Interesting problem again. You're making headway through Aquinas! Even in Mediaeval Latin, the commonest words for a despot were ''tyrannus'' for a despot or ''dominatio, -ionis'' or ''tyrannis, -idis'' for the abstract noun (despotism).
One of the problems I often find with Aquinas' scholastic Latin is that it can significantly depart from the vocabulary of Classical Latin because of the demands of its use as a vehicle for largely new concepts that the original language did not possess.
There is a vademecum based on the dictionary of Saxo Grammaticus that was updated to 1997 and is available online, if you don't already know of it: http://www.rostra.dk/latin/
Sadly, I don't know of the word ''dispoticus'' either and I have checked my complete Lewis and Short and the Oxford Dictionary of Mediaeval Latin as well!

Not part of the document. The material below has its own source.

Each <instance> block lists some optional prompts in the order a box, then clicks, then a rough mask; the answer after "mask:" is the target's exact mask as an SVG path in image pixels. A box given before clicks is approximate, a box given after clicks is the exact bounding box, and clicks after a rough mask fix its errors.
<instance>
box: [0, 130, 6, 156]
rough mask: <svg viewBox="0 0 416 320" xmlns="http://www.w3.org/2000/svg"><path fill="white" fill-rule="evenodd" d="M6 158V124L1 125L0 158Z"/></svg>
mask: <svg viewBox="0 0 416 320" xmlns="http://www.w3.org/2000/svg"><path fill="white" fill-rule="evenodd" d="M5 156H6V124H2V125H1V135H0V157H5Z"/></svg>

I would certainly support your interpretation of the word as being ''despot'', which has a more perjorative meaning than ''regale'', which would convey the notion of appropriate rule and majesty. In Aquinas' thinking, a despot would be an illegitimate ruler, while one that was ''regale'' would be seen as having the qualities of legitimate and ordained rule. I think it's the connotative meanings of these two words that make the difference rather than their purely denotative meanings.
If you look at the link in this passage between ''anima'' and ''dispoticus'' versus ''regale'', Aquinas' fundamental point is that the body is at the complete and utter control of the soul: it has no choice but to obey whatever commands it makes. (Remember that ''anima'' can also mean the mind.) In other words, in this instance his argument by analogy is that the soul/mind has the same kind of total control over the body that a despot has over his people. It is not kingly because even a subject has the right to refuse a knowingly wrong command issued by a monarch and a monarch cannot (theologically at least) enforce obedience when it will place his subjects in peril of sin. It's a complicated analogical argument that is shaded by all sorts of theological arguments about the legitimacy of rule that Aquinas' contemporaries would have implicitly understood, which is why it doesn't make immediate sense to a contemporary reader.
I hope this helps and sorry it's so long winded!